Archive
Go gotcha #0: Why taking the address of an iterated variable is wrong
Go mascot – by Renée French under Creative Commons Attribution-Share Alike 3.0 Unported from http://en.wikipedia.org/wiki/File:Golang.png
Disclaimer: Go is open source and developed by many Google employees. I work for Google, but the opinions expressed here are my own and do not necessarily represent that of Google.

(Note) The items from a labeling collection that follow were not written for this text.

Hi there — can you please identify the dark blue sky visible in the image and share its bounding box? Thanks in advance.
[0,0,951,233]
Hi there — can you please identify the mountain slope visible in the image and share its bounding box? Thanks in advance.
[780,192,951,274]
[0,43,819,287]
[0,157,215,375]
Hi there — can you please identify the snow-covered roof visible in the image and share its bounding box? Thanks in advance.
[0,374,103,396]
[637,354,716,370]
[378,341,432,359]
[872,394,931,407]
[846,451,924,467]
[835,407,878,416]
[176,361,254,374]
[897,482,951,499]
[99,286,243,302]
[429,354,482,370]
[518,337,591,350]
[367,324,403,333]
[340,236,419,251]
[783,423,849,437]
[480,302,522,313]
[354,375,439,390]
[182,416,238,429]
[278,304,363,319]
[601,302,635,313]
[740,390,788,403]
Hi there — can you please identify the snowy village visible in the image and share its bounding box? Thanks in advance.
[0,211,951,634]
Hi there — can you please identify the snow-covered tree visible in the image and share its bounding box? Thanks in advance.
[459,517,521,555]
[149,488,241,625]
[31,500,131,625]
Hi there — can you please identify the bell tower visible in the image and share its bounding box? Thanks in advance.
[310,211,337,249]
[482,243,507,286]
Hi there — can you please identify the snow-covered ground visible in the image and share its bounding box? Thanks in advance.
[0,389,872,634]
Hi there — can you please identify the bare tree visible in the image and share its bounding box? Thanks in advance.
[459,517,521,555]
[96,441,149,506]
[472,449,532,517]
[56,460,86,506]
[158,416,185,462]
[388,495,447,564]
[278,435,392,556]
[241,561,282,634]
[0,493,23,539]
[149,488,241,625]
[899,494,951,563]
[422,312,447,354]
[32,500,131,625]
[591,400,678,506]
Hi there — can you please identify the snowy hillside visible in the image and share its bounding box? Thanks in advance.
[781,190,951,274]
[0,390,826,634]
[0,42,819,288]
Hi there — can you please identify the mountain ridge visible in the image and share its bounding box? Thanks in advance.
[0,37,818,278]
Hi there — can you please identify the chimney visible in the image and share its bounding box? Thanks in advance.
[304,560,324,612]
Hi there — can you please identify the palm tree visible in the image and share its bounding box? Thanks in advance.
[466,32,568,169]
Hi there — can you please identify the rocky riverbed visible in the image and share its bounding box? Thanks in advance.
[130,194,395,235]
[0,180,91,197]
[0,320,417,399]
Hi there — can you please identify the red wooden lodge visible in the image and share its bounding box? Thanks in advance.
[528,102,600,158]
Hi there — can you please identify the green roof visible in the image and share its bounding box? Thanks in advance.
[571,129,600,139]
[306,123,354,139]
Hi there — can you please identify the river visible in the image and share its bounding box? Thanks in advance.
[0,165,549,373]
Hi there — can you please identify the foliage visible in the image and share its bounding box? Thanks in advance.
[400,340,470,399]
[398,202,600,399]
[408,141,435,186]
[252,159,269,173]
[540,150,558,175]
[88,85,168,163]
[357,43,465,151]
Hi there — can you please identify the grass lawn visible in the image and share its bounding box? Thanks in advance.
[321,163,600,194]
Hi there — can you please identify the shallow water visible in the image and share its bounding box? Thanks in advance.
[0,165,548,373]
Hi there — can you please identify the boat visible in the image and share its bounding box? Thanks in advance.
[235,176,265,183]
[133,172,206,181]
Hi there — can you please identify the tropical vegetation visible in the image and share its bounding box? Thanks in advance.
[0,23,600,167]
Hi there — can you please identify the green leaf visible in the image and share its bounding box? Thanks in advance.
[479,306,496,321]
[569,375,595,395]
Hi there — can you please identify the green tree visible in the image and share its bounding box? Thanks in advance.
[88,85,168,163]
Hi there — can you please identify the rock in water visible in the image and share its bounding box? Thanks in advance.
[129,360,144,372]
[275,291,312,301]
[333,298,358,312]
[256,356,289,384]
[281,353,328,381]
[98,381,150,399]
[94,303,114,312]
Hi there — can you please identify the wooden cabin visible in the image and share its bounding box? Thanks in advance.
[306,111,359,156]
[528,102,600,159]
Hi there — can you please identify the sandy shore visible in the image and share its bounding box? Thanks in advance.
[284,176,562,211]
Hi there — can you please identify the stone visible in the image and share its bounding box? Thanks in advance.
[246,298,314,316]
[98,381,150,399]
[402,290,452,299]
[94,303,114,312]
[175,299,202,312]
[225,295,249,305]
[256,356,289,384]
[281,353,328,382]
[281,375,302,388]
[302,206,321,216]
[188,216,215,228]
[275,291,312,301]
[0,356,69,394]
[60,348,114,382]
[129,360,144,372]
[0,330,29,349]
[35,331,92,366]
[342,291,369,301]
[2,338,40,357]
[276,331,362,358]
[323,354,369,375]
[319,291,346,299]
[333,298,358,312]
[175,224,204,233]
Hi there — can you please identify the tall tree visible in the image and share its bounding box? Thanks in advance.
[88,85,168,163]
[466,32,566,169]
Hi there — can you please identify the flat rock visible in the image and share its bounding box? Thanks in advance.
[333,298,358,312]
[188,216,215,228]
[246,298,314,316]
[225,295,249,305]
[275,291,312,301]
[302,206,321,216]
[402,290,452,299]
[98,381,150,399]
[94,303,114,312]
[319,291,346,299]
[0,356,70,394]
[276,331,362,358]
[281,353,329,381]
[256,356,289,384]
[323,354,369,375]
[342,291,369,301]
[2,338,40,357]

Go is my new favorite programming language. It’s compact, garbage collected, terse, and very easy to read. There are some things that trip me up even now after I’ve been using it for awhile. Today I’m going to discuss the range
construct and how it has a surprising feature that might violate your assumptions.
Range
First, the range
keyword is a way to iterate through the various builtin data structures in Go. For instance,
a := map[string]int {
"hello": 1,
"world": 2,
}
// 2 element range gets key and value
for key, value := range a {
fmt.Printf("key %s value %d\n", key, value)
}
// 1 element is just the key
for key := range a {
fmt.Printf("key %s\n", key)
}
// Works for slices (think of them as vectors/lists) too
b := []string {"hello", "world"}
// 2 element range gets the index as well as the entry
for i, s := range b {
fmt.Printf("entry %d: %s\n", i, s)
}
// 1 element gets just the index (notice the pattern?)
for i := range b {
fmt.Printf("entry %d\n", i)
}
This outputs
key hello value 1
key world value 2
key hello
key world
entry 0: hello
entry 1: world
entry 0
entry 1
Try this code in the Go Playground
Solution search – pointers
Imagine the case where we have a struct as follows
type Solution struct {
Name string
Cost int
Complete bool
}
Say that we’re doing some sort of optimization where we’re looking for the minimum cost solution that meets some criteria; for simplicity’s sake, I’ve put that as the ‘complete’ bool. It’s possible that no such Solution matches, in which case we return a nil solution.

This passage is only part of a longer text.